Agents from scratch

This is an experiment using Claude Code to design and create an "agentic framework" using only barebones dependencies and raw openai (or openai-compatible) API calls.

Example of creating a calculator

The description given to the program for the calculator program: 'Create a cli scientific calculator using sympy that runs in a REPL loop and also accepts an expression from the command line'

The resulting code is in the calculator_dir

Build and run example

cd calculator_dir
docker build -t calc .
docker run -it calc python main.py

Example of creating a weather API

The description given to the program for the api program is in problem.txt The resulting code is in the weather_api

Build and run Example

cd weather_api
docker build -t weather .
docker run -it -p8000:8000 weather uvicorn main:app --host 0.0.0.0 --port 8000

Open browser at http://localhost:8000/docs

Instructions for use

Prerequisites

Required

Docker - For running code in sandboxed containers
OPENAI_API_KEY or ANTHROPIC_API_KEY - Depending on your chosen LLM provider
Python 3.12+ environment with dependencies
uv utility for environment management

Optional (for enhanced package validation)

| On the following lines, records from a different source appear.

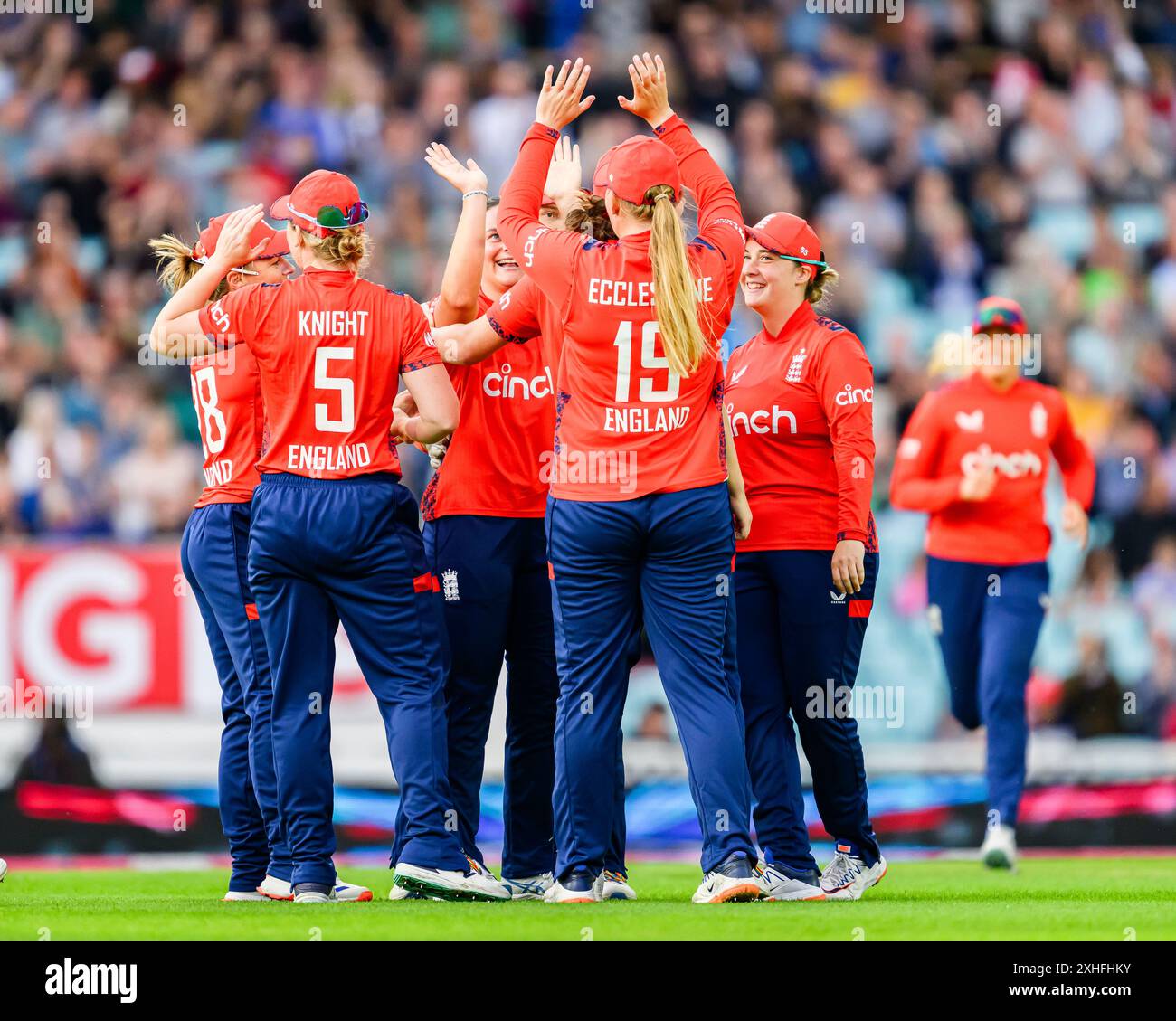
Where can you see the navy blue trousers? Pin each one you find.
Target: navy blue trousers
(213, 558)
(795, 636)
(988, 619)
(498, 603)
(665, 559)
(328, 551)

TAVILY_API_KEY - For web search-based package discovery (when --search true)
- Get your API key from Tavily
- Set in .env file or environment: TAVILY_API_KEY=tvly-your-key

Running the script

From the root of the project directory:

uv sync
source .venv/bin/activate
python agents_from_scratch_docker.py [OPTIONS]

Command Line Options

Core Options

--description-file <path> - Path to a file containing the problem description
--model <model> - Model name to use (e.g., openai/gpt-5-mini, anthropic/claude-sonnet-4-5-20250929). If not provided, you'll be prompted to choose a provider.
--max-tokens <n> - Maximum tokens to generate (default: 64000)

Testing & Validation Options

--max-iterations <n> - Maximum number of test-fix iterations (default: 2)
--pass-threshold <percent> - Minimum percentage of tests that must pass to succeed (default: 90.0)
--search <true|false> - Enable Tavily web search for package validation (default: true)
- When enabled, searches the web to find correct package names for imports not found on PyPI
- Uses LLM to intelligently parse search results
- Requires TAVILY_API_KEY environment variable

Examples

Interactive mode with default settings:

python agents_from_scratch_docker.py

This will:

Check Docker availability
Load .env file if present
Check for TAVILY_API_KEY (since --search true is default)
Prompt for LLM provider selection
Ask for problem description

Specify model directly:

python agents_from_scratch_docker.py --model openai/gpt-5-mini

Use a problem description file with custom settings:

python agents_from_scratch_docker.py \
  --description-file problem.txt \
  --model anthropic/claude-sonnet-4-5-20250929 \
  --max-iterations 3 \
  --pass-threshold 95.0 \
  --max-tokens 32000

Disable web search for package validation:

python agents_from_scratch_docker.py --search false

This runs without Tavily integration (no TAVILY_API_KEY required)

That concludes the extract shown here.